Finally, we consider the operators \(H_{\mathrm{I}}^{\mathrm{a}/\mathrm{c}}\). We recall that the interaction Hamiltonian restricted to \(\mathcal {H}^{(l)}\) has the form
$$ H_{\mathrm{I}}^{(l)}:=\sum_{i=1}^l \int d^3k v_{\overline {\alpha }}(k) \bigl( e^{ikx_i}a(k)+e^{-ikx_i}a^*(k) \bigr) $$
(A.10)
and we express \(\varPsi_{l}^{r_{1},r_{2}}\) in terms of its m-photon components, i.e.,
$$ \bigl\{ \varPsi_l^{r_1,r_2}\bigr\} ^{(l,m)}(p_1, \ldots, p_l;k_1,\ldots ,k_m)=F_{l,m}(p_1, \ldots, p_l;k_1,\ldots, k_m). $$
(A.11)
Now we can write
$$\begin{aligned} &\bigl(H_{\mathrm{I}}^{\mathrm{a}}\varPsi_l^{r_1,r_2} \bigr)^{(l,m)}(p_1,\ldots, p_l; k_1,\ldots, k_m) \\ &\quad {}=\sqrt{m+1}\int d^3k v_{\overline {\alpha }}(k)\sum_{i=1}^l \bigl(\varPsi _l^{r_1,r_2}\bigr)^{(l,m+1)} \\ &\qquad {}\times (p_1, \ldots, p_i-k,\ldots, p_l; k, k_1,\ldots, k_m). \end{aligned}$$
(A.12)
It is easy to see that for some constant c, independent of m,
$$ \bigl\| \bigl(H_{\mathrm{I}}^{\mathrm{a}}\varPsi_l^{r_1,r_2} \bigr)^{(l,m)}\bigr\| _2\leq\frac{c^m}{\sqrt{m!}}. $$
(A.13)
Similarly, we obtain that
$$\begin{aligned} &\bigl(H_{\mathrm{I}}^{\mathrm{c}}\varPsi_l^{r_1,r_2} \bigr)^{(l,m)}(p_1,\ldots, p_l; k_1,\ldots, k_m) \\ &\quad {}=\frac{1}{\sqrt{m}}\sum_{i=1}^m\sum _{j=1}^lv_{\overline {\alpha }}(k_i) \bigl(\varPsi _l^{r_1,r_2}\bigr)^{(l,m-1)} \\ &\qquad {}\times (p_1, \ldots,p_j+k_i,\ldots, p_l; k_1,\ldots ,k_{i_*},\ldots, k_m), \end{aligned}$$
(A.14)
where \(k_{i_{*}}\) means omission of the i-th variable. This gives, again, a bound of the form (A.13). Since the case of \(\check{H}_{\mathrm{I},\sigma }\) is analogous, this concludes the proof. □
Appendix B: Fock Space Combinatorics
In Lemmas B.1, B.3 and B.5 below we deal first with \(G_{i,m}, G_{i,m}', F_{n,m}, F'_{n,m}\) of Schwartz class and then extend the results to square integrable functions using Theorem X.44 of [26].
Lemma B.1
Let
\(G_{m}, G_{m}'\in L^{2}(\mathbb {R}^{3}\times \mathbb {R}^{3m})\)

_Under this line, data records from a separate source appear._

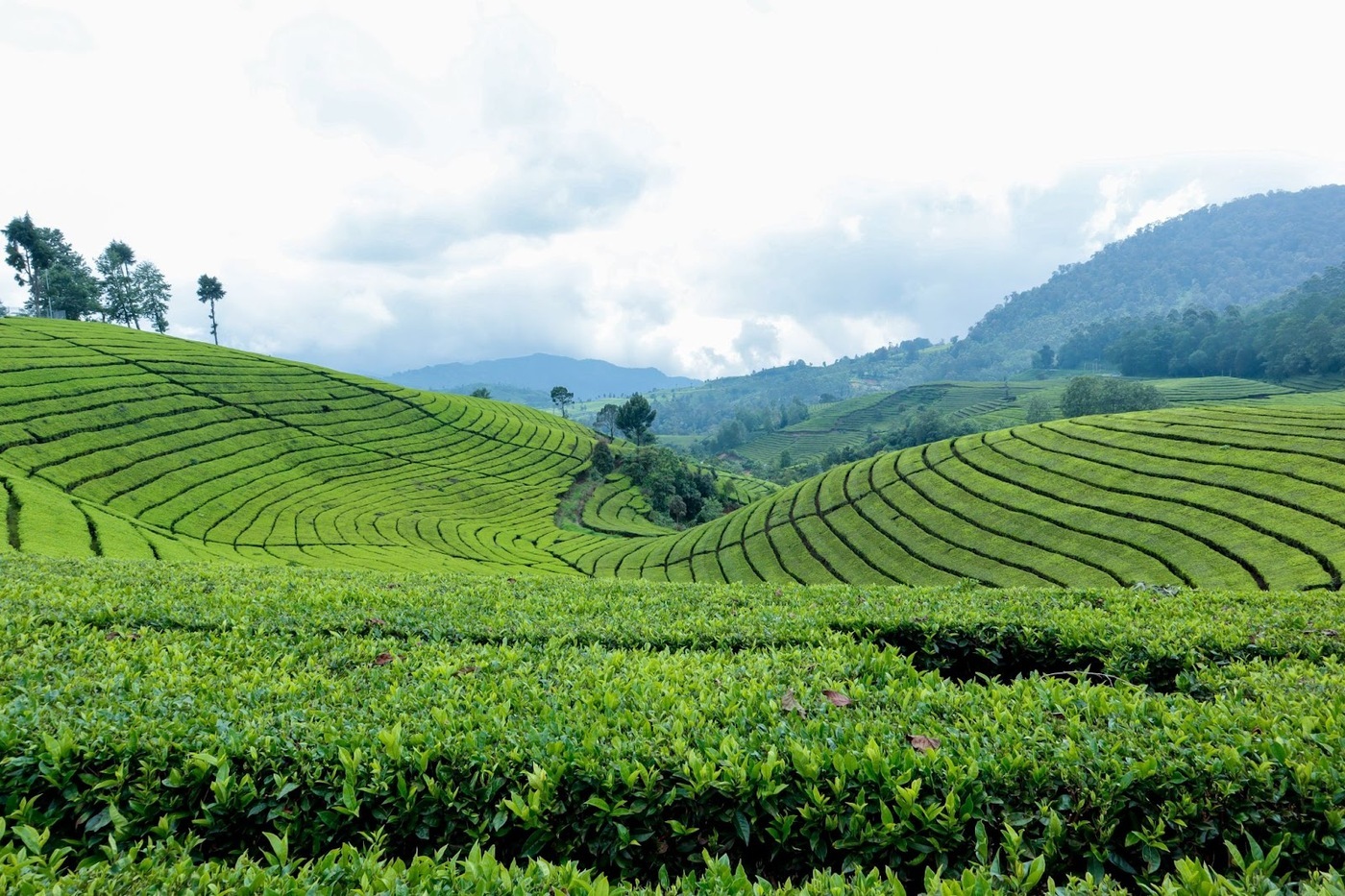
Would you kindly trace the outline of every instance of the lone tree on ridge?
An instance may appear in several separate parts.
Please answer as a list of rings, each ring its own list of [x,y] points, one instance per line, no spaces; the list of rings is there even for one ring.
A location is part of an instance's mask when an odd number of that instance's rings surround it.
[[[574,393],[565,386],[555,386],[551,389],[551,404],[561,409],[562,417],[569,420],[570,413],[566,408],[574,404]]]
[[[650,408],[650,400],[640,393],[632,394],[616,412],[616,428],[636,445],[654,441],[650,426],[659,412]]]
[[[215,323],[215,303],[223,300],[225,288],[221,285],[219,280],[208,274],[200,274],[196,278],[196,299],[202,303],[210,303],[210,335],[214,338],[215,344],[219,344],[219,324]]]

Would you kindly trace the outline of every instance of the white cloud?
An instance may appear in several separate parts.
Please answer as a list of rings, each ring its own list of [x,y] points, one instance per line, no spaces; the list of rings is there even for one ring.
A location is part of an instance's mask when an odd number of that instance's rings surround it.
[[[0,0],[0,78],[43,74],[0,217],[129,242],[172,332],[206,338],[207,272],[226,343],[339,367],[816,363],[1345,180],[1326,13]]]

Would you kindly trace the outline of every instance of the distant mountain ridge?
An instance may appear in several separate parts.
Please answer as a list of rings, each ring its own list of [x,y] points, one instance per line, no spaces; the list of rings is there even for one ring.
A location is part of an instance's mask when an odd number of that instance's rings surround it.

be symmetric in their photon variables, see (1.68). Let us define as operators on
\(\mathcal{C}\)
$$ B_m^*(G_m):=\int d^3p d^{3m}k G_m(p;k) \eta ^*(p- \underline{k})a^*(k)^m $$
(B.1)
and
\(B_{m}(G_{m}):=(B_{m}^{*}(G_{m}))^{*}\). Then there holds the identity
$$ \bigl\langle \varOmega , B_m\bigl(G_m'\bigr) B_m^*(G_m) \varOmega \bigr\rangle =m!\int d^3p d^{3m}k \overline{G}_{m}'(p; k) G_{m}(p; k ) . $$
(B.2)
Proof
We compute
$$\begin{aligned} &\bigl\langle \varOmega , B_m\bigl(G_m'\bigr) B_m^*(G_m) \varOmega \bigr\rangle \\ &\quad {}=\int d^3p d^{3m}k\int d^3p' d^{3m}k' G_m(p;k) \overline{G}_{m}' \bigl(p'; k'\bigr) \\ &\qquad {}\times \bigl\langle \varOmega , a\bigl(k' \bigr)^m\eta \bigl(p'- \underline{k}'\bigr) \eta ^*(p- \underline{k})a^*(k)^m\varOmega \bigr\rangle \\ &\quad {}=\int d^3p d^{3m}k\int d^3p' d^{3m}k' G_m(p;k) \overline{G}_{m}' \bigl(p'; k'\bigr) \delta \bigl(p- \underline{k}-p'+ \underline{k}'\bigr) \\ &\qquad {}\times \bigl\langle \varOmega , a\bigl(k'\bigr)^m a^*(k)^m\varOmega \bigr\rangle \\ &\quad {}=\int d^3p d^{3m}k\int d^{3m}k' G_m(p;k) \overline{G}_{m}'\bigl(p- \underline{k}+\underline{k}'; k'\bigr) \bigl\langle \varOmega , a\bigl(k' \bigr)^m a^*(k)^m\varOmega \bigr\rangle \\ &\quad {}= \int d^3p d^{3m}k\int d^{3m}k' G_m(p;k) \overline{G}_{m}'\bigl(p- \underline{k}+\underline{k}'; k'\bigr) \sum_{\rho\in S_m} \prod_{i=1}^m\delta \bigl(k_{\rho(i)}-k'_i \bigr) \\ &\quad {}= m!\int d^3p d^{3m}k G_m(p;k) \overline{G}_{m}'(p; k), \end{aligned}$$
(B.3)
where S
m
is the set of all permutations of an m-element set and in the last step we exploited the fact that \(G_{m}'\) is symmetric in its photon variables. □
Lemma B.2
Let
\(n,m,\tilde{n},\tilde{m}\in \mathbb {N}_{0}\)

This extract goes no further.